JSON Web Token (JWT) support in ADFS
Hi, there! In the past few posts, I’ve covered some of the new features in Active Directory Federation Services (ADFS) on Windows Server 2012 R2. One of the new capabilities we’ve added is the ability for ADFS to issue JWTs (JSON Web Tokens) in response to authorization requests. JWT is a JSON-based open standard that enables authorization services like ADFS to issue tokens with claims represented in a compact manner. This compact representation makes JWTs ideal for consumption by web applications and makes them mobile device friendly (i.e. consume less bandwidth and fit in size constrained HTTP headers on mobile browsers etc.). Additionally, JWTs are primarily JSON objects which are very easy to work with in a wide variety of languages making app development significantly easier.
JWT support across federation protocols
The following table illustrates the support in ADFS for issuing JWTs for each of the authorization protocols supported by it.
In a nutshell, JWTs are the only supported token type for OAuth requests. We proceeded to extend support for JWTs to WS-Fed and WS-Trust as well. In both these protocols, there’s either configuration required on ADFS (for WS-Fed) or JWTs need to be requested explicitly (for WS-Trust). Subsequent sections describe this in further detail.
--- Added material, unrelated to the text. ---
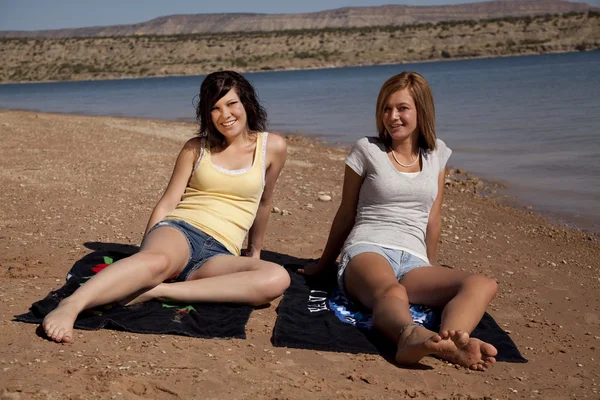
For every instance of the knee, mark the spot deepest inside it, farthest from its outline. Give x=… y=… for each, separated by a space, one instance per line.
x=395 y=291
x=483 y=285
x=275 y=282
x=157 y=264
JWT support for OAuth requests
The OAuth server implementation in ADFS on Windows Server 2012 R2 will issue only JWTs in response to OAuth authorization requests. This applies to both access tokens as well as refresh tokens issued by ADFS in response to an OAuth authorization grant request. There is no way to turn off this behavior in ADFS.
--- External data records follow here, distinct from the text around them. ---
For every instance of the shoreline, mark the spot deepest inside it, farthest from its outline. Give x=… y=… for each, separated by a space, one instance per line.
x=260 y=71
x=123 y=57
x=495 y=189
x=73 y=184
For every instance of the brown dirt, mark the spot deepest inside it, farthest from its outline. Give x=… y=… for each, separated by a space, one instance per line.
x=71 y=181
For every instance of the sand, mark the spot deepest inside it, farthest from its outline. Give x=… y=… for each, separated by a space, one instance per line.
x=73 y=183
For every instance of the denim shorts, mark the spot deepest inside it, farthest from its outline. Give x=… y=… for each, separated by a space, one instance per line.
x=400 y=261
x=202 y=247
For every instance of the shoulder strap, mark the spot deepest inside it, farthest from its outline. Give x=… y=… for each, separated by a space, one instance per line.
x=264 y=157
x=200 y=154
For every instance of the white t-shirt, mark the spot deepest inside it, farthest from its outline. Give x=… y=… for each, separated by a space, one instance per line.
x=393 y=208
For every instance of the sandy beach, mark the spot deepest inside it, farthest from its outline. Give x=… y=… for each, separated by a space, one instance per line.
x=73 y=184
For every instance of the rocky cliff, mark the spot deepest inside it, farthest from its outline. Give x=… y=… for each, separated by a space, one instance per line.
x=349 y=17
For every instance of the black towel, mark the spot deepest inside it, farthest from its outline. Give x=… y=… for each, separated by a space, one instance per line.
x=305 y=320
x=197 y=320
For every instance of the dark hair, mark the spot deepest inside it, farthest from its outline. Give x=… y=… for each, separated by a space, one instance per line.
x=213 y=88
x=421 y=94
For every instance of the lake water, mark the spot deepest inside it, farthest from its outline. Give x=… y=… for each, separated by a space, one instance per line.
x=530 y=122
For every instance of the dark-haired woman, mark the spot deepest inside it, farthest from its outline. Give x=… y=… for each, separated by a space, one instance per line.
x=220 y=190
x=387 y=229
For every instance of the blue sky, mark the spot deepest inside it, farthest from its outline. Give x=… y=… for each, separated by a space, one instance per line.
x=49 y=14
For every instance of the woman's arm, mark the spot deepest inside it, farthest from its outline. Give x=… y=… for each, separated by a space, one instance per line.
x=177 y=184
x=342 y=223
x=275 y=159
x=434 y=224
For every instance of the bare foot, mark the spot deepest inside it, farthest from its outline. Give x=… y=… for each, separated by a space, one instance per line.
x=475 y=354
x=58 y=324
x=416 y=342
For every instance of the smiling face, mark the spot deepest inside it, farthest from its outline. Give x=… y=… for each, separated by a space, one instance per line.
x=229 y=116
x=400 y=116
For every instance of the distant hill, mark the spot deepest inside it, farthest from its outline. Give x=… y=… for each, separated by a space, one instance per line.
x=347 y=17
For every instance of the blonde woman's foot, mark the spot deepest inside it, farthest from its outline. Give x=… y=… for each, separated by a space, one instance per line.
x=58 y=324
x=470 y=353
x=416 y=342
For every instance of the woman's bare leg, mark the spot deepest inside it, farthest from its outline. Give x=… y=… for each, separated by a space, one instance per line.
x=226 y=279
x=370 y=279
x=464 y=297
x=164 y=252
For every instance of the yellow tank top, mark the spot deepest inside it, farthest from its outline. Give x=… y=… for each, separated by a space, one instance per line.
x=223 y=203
JWT support for WS-Fed requests
By default, ADFS continues to issue SAML tokens in response to WS-Fed requests. However, you can configure ADFS to issue JWTs in response to WS-Fed requests. This configuration is done via PowerShell and is on a per-relying party basis. In other words, you can configure ADFS to issue JWT access tokens to specific applications/relying parties in ADFS.
This is done by using the following PowerShell command.
|PS C:\> Set-ADFSRelyingPartyTrust –TargetIdentifier ‘urn:MyWebApp’ –EnableJWT $true
Once you set this, all access tokens issued by ADFS in response to WS-Fed requests for authorization to access this relying party/application will be JWTs.
JWT Support for WS-Trust requests
You can request JWTs from ADFS in response to WS-Trust requests. This is done by crafting an RST that explicitly demands JWTs from ADFS. This is done by setting the TokenType for the RST to the value “urn:ietf:params:auth:token-type:jwt”.
A code snippet that illustrates how to request JSON Web Tokens (JWTs) from ADFS is below:
var requestSecurityToken = new RequestSecurityToken
RequestType = RequestTypes.Issue,
KeyType = KeyTypes.Bearer,
AppliesTo = new EndpointReference("urn:MyApp"),
TokenType = "urn:ietf:params:oauth:token-type:jwt"
Note that the token response in the RSTR returned by ADFS is the Base64 encoding of the JWT. The JWT itself consists of three parts – header, body and signature separated by a “.” (i.e. a period character). You can get hold of the JWT by base64 decoding the payload that is contained within the InnerXML of the security token response to the WS-Trust call.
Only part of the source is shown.